The mythological thinking is described also by E. Levkievskaya in her book "Myths of the Russian nation". She considers that "for the person having mythological thinking myth is particularly practical knowledge with which he follows in real life like we in daily life follow the knowledge of highway regulations or personal hygiene" [Levkievskaya 2003: 4]. The author illustrates her thought with the following example: while losing his way in the forest a man, if he lives under the laws of myth, knows that it is wood-goblin who did him much harm. The wood-goblin could manage doing it because the man entered the forest without blessing. To unload the power of the creature of the other world and find the way home the one should lay the clothes off, to turn it inside out and put it on again – everything is upturned he other world [Ibid.]
It is really difficult to escape the influence of myth. It is eternal and omnipresent. The French scientist Roland Barthes affirmed that "myths overtake a person always and everywhere, they dispatch him to that immovable prototype which does not let him to live by his own live. Myths do not allow to breath easily (like a bloodsucker lodged inside the organism) and outline the narrow radius for the human activity where a person is allowed to fret not trying even somehow to change… the world. Myths represent the constant and tiresome exaction, insidious and uncompromising demand, for all people to recognize themselves in that eternal and nevertheless dated image that was once created, alledgedly once and for all" [Barthes 1989: 126].
But if the final deliverance from myth is really difficult the control of its influence is possible for everyone.

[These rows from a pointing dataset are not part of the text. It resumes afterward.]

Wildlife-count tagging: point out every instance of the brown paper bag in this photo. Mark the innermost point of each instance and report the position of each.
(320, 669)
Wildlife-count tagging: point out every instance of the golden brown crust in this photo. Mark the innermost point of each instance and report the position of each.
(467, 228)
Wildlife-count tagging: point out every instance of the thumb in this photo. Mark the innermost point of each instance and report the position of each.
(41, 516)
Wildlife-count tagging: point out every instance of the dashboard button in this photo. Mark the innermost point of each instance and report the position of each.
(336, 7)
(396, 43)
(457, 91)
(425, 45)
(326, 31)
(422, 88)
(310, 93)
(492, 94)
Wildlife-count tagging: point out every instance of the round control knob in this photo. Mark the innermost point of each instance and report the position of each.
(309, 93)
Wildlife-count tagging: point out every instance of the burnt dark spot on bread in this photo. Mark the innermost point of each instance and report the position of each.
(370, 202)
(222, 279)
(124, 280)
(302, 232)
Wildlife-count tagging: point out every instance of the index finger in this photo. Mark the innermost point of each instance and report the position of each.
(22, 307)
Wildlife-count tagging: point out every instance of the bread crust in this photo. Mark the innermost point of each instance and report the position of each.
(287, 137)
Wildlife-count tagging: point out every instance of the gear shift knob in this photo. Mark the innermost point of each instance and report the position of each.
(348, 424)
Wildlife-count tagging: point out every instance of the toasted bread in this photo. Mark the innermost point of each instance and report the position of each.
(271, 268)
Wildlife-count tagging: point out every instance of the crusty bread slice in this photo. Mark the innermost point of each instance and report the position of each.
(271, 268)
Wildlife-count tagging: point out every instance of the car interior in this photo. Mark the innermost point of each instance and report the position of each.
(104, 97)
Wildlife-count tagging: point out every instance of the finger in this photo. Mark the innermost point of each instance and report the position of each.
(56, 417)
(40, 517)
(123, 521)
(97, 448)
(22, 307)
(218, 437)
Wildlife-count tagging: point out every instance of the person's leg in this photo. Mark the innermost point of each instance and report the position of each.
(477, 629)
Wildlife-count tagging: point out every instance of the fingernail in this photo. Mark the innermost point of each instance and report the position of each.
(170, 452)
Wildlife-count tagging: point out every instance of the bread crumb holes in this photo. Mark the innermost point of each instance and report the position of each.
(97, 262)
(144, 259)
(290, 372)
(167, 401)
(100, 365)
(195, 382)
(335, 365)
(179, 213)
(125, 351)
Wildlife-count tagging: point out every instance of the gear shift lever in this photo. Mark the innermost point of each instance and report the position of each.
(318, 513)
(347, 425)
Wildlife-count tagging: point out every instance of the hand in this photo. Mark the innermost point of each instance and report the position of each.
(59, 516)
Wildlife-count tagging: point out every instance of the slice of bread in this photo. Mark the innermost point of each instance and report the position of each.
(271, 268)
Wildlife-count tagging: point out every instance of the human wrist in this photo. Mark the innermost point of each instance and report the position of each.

1.2. The concept of "a mythologeme" as the way of socio-cultural processes
The term "culture" in "The Dictionary of Russian Language" (edited by A.P. Evgenjeva in one of its meanings is explained as "the complex of the achievements of the human society in the industrial, social, and spiritual life" [The Dictionary 1986: 148]. The author of the given research accounts in the same way, and in the research "culture" would be understood according to the definition given in "The Dictionary of Russian Language" edited by A.P. Evgenjeva.